Sinan Çankaya bundelt woede, machteloosheid en verdriet

Sinan Çankaya, ‘Galmende geschiedenissen’
De nog steeds aan de gang zijnde genocide in Gaza is ook te voelen in de hedendaagse literatuur. Denk maar aan ‘De sleutels van het huis’ door de Palestijnse journaliste Sami Al-Ajrami. Of aan ‘De wereld na Gaza’ door Pankaj Misrah. Evengoed valt te verwijzen naar werk van Adiana Shabli (‘Een klein detail’) of Colum McCann (‘Apeirogon’). Of het recent verschenen ‘Geweten’ van de Nederlandse schrijver Maurits De Bruin. Ook cultureel antropoloog Sinan Çankaya die eerder het veelgelauwerde ‘Mijn ontelbare identiteiten’ publiceerde buigt zich in ‘Galmende geschiedenissen’ over de kwestie.
Opgehoopte woede
‘Galmende geschiedenissen’ is een publicatie waarin Çankaya onder meer terugblikt op zijn complexe relatie met het literaire en academische landschap. Zo beschrijft hij in de inleiding hoe ontzettend moeilijk het geweest is om dit boek zoals hij het voorzien had uit te kunnen geven. Hij lag namelijk flink overhoop met zijn uitgever en redacteur. Zij maanden hem aan om zijn toon toch maar te milderen. Niet geheel verrassend, daar Çankaya in zijn boek lang opgehoopte woede, wanhoop en verdriet van zich af schrijft.
Genocide als keerpunt
Het keerpunt voor ‘Galmende geschiedenissen’ blijkt de genocide in Gaza. Een humanitaire ramp. Een van de zaken die Çankaya aankaart is hoe het kan dat terwijl de dodentol enkel maar blijft stijgen, de politieke en publieke reactie erop, in Nederland maar ook daarbuiten, grotendeels uit kan blijven.
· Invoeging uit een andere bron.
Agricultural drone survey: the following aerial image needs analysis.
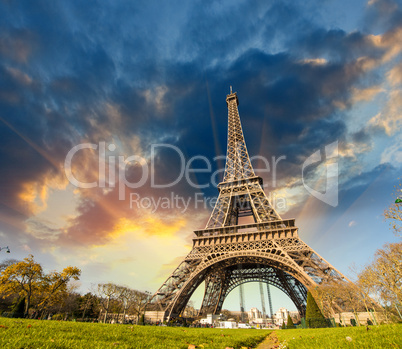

De term ‘genocide’ aanhalen alleen al blijkt al problematisch, net zoals het enorm gevoelig ligt om zoals Cinkaya doet, raakpunten tussen de omgang met Gaza en die met de Tweede wereldoorlog aan te halen.
Het geeft ergens al aan dat ‘Galmende geschiedenissen’ een verhaal brengt dat afhankelijk van je eigen afkomst of gedachtenwereld mogelijkerwijs wat moeilijker kan liggen. Bijzonder aan het boek is ook hoe de schrijver openlijk nadenkt over zijn eigen verhouding ten aanzien van de gebeurtenissen in de wereld. Zo bijvoorbeeld geeft hij aan dat het enorme succes van zijn boek ‘Mijn ontelbare identiteiten’ hem heeft doen vervreemden van vrienden en familie.
Verweven verhalen
Tezelfdertijd weeft Çankaya in ‘Galmende geschiedenissen’ verschillende onderwerpen aan elkaar. Zo gaat het onder meer over de integratieproblematiek. En de instutionele kramp van maatschappelijke (‘witte’) instituties zoals onder meer ministeries, universiteiten en uitgeverijen (‘misschien kun je dat oude verhaal weer oppakken? Over je ouders? Over bestaansonzekerheid en de sociale klim?’). Daarnaast heeft hij het ook over de selectiviteit van de herinneringscultuur en de omgang met de Tweede Wereldoorlog. Çankaya had Auschwitz en kamp Westerbork bezocht:
Als kind dacht ik dat ‘Nooit meer Auschwitz’ betekende dat we alle misdaden tegen de menselijkheid zouden bestrijden. Ons geheugen zette in op de waarschuwing van vooroordelen en racisme ongeacht de groep, dacht ik. Maar deze publieke godsdienst rondom de herinneringen aan de Tweede Wereldoorlog bleek schijnheilig. Alweer viel ik van mijn geloof.
Çankaya omschrijft zich in zijn boek als “een getuige die iets aan moest met zijn woede, verdriet en schaamtegevoel”. Dat merk je ook in de opmerkelijke felheid van zijn betoog. Hij slaagt erin om de lezer helemaal op het verhaal dat hij hier brengt te betrekken. ‘Galmende geschiedenissen’ is vooral ook een heel moedig boek dat gangbare denkbeelden rond migratie en integratie doorprikt.